If it does get to this point, there can be several thousand entries to wade through once the team have enough time (and staff) available to deal with them and on some systems, it can take weeks to clear the backlog. Yes, that’s right, I did say weeks and here is the reason why:
The de-duping procedure on an existing, popular ticketing system:
1. Pull a report showing all duplicates on the system. Bear in mind you are only able to search for address and LAST name
2. Download the report in spreadsheet form and open in another window
3. Copy and paste the postcode into the system (internet’s a bit slow today so this bit could take up to 20 seconds)
4. If not immediately obvious which are duplicates (for example if there are lots of entries), type in the last name and search
5. As you were only able to ascertain if the last name was the same, go through accounts and work out if they are a) the same person but requiring two accounts b) two different people with the same name living at the same address or c) an actual duplicate
6. If they are two different people or you need both accounts to remain, leave these and encounter them again when you next pull the report
7. Go into one of the accounts you wish to merge
8. On next screen click merge
9. Go back to postcode/name search and select the relevant one to merge with the first
10. Go through a list of data to determine which email, telephone etc. you want to keep
11. Complete merge
12. Repeat fig. 3-11, approximately 2,000 times.

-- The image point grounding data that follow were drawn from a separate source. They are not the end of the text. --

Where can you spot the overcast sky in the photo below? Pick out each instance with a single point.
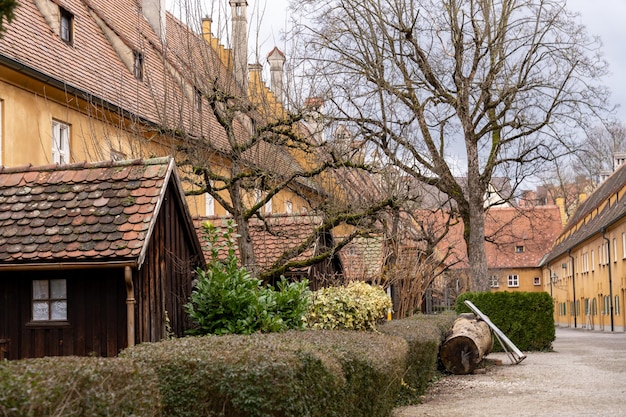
(604, 18)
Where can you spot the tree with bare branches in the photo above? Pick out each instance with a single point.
(503, 83)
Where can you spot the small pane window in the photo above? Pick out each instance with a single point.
(493, 281)
(66, 25)
(138, 65)
(49, 300)
(60, 143)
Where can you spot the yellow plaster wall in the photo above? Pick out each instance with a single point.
(590, 283)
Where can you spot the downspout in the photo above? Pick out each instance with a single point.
(608, 249)
(130, 306)
(569, 252)
(550, 278)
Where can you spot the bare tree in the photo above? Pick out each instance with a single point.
(596, 153)
(504, 83)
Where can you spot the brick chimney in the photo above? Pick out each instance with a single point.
(154, 12)
(239, 18)
(276, 59)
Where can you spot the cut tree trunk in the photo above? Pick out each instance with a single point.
(467, 344)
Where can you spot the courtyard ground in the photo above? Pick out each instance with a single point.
(585, 375)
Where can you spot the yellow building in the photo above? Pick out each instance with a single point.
(517, 238)
(98, 80)
(586, 270)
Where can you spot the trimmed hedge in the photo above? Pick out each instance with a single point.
(77, 387)
(524, 317)
(309, 373)
(424, 335)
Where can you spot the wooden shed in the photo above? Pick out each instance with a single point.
(94, 257)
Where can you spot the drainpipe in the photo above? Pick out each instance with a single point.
(130, 306)
(569, 252)
(550, 278)
(608, 249)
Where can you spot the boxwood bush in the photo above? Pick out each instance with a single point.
(305, 373)
(77, 387)
(424, 335)
(527, 318)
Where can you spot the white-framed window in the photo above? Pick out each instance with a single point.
(49, 300)
(493, 281)
(138, 65)
(209, 205)
(593, 261)
(66, 26)
(198, 100)
(60, 143)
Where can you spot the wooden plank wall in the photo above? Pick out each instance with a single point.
(166, 275)
(96, 322)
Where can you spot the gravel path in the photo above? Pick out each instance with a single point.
(584, 376)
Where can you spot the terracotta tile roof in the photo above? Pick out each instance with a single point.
(286, 232)
(92, 68)
(577, 229)
(533, 230)
(80, 212)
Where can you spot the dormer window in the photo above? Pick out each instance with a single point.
(138, 65)
(66, 26)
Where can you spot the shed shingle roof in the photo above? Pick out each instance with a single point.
(81, 212)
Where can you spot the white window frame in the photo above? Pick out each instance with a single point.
(60, 143)
(593, 261)
(209, 205)
(494, 282)
(46, 305)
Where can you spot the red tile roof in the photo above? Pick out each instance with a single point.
(284, 233)
(81, 212)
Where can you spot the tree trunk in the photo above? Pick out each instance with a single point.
(467, 344)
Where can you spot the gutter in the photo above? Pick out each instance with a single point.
(67, 265)
(569, 252)
(608, 248)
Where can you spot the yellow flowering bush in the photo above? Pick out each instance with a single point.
(357, 306)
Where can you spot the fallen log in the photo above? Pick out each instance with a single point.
(467, 344)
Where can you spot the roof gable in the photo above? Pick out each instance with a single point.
(81, 213)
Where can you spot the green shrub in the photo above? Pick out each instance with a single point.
(77, 387)
(424, 335)
(526, 318)
(304, 373)
(226, 299)
(358, 306)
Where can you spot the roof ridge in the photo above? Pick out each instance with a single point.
(164, 160)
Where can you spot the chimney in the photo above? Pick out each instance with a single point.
(240, 42)
(154, 12)
(276, 60)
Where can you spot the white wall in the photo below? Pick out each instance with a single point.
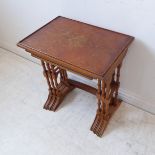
(21, 17)
(134, 17)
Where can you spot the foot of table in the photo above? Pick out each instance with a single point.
(101, 121)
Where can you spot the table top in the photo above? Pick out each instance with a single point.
(79, 46)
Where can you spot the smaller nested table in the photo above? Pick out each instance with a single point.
(96, 53)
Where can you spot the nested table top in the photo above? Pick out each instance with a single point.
(77, 46)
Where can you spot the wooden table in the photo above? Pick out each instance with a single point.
(96, 53)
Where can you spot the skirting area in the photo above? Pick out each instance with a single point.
(27, 129)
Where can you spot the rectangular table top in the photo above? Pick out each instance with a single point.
(78, 46)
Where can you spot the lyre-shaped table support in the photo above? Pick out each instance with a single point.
(107, 93)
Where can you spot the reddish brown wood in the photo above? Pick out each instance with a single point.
(96, 53)
(57, 91)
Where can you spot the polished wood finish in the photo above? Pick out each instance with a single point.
(96, 53)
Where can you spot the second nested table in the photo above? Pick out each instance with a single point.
(96, 53)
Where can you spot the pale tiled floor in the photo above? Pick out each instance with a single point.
(27, 129)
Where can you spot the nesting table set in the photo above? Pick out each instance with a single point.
(67, 45)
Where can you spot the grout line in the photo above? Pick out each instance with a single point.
(40, 65)
(139, 108)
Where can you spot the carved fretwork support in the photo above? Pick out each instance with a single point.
(107, 101)
(58, 85)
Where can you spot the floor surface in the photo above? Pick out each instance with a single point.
(27, 129)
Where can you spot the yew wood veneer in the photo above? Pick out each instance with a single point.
(67, 45)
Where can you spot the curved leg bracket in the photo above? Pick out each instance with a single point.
(107, 102)
(58, 85)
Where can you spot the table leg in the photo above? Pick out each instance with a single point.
(108, 102)
(58, 84)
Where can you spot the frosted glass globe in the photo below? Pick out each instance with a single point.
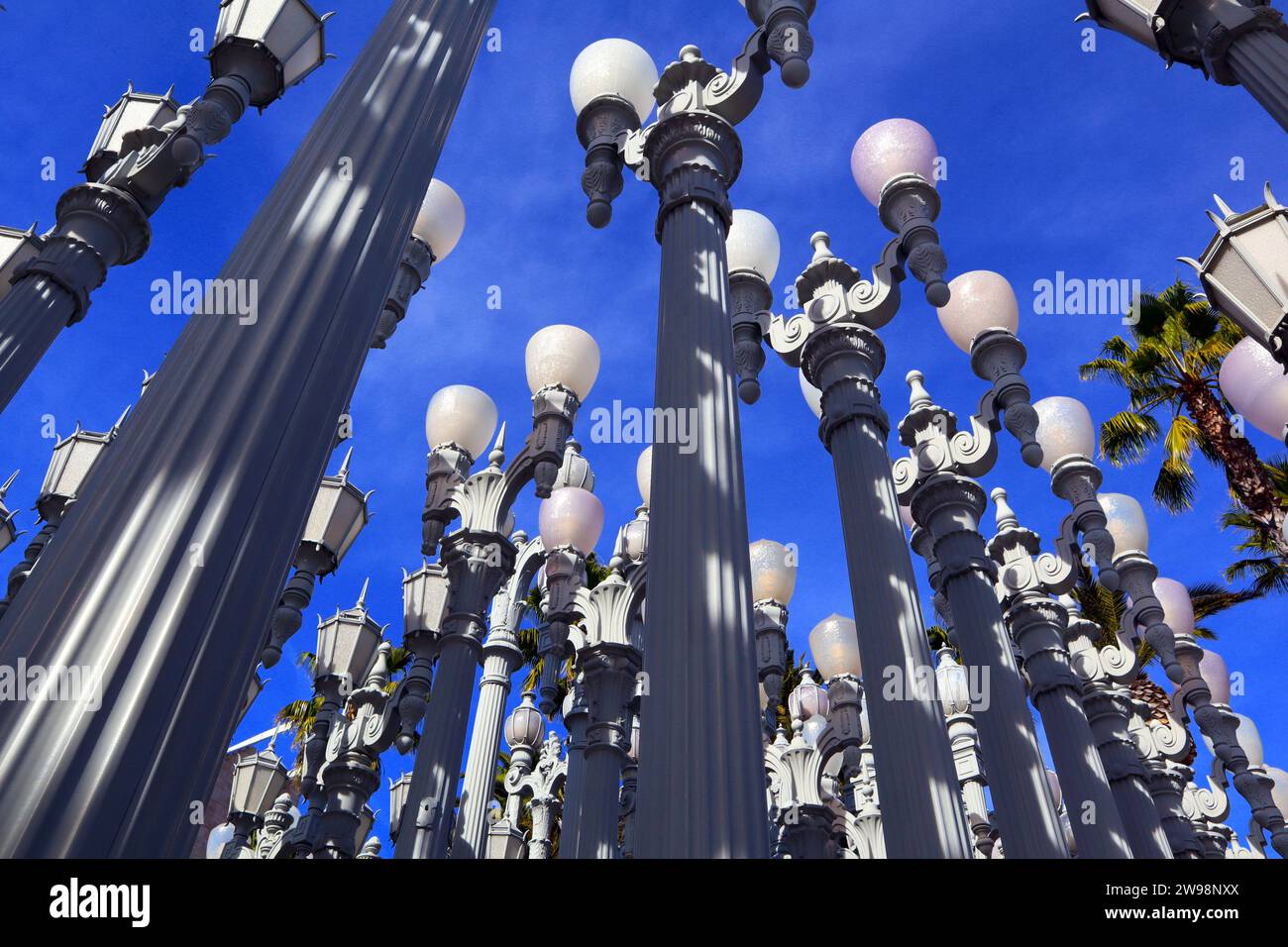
(613, 67)
(1126, 523)
(752, 244)
(835, 646)
(1064, 428)
(812, 397)
(441, 219)
(1054, 785)
(773, 573)
(888, 150)
(1177, 607)
(462, 415)
(571, 517)
(563, 356)
(1216, 674)
(980, 300)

On a good internet day, you might be able to complete the above in about 1.5 – 2 minutes, but even so, a couple of thousand would take about 50 hours – and that’s on a good day/s. I sincerely wish I could tell you that I am exaggerating but sadly I speak from bitter experience! The other thing about this process is that there is only so much you can comfortably cope with in one day. More than about two and a half hours makes you want to jump into the nearest truck and run away with NoFit State Circus or similar.
However, the de-duping process using PatronBase goes like this:
1. Search for duplicates from within the system by first name, last name, email address, address, phone number
2. Select the pair and either merge with one click, or remove from the list as they are not duplicates (they will not appear again)
3. That is all.
This is one of the reasons that I love PatronBase. This is one of the reasons that I love PatronBase. Click. Merge.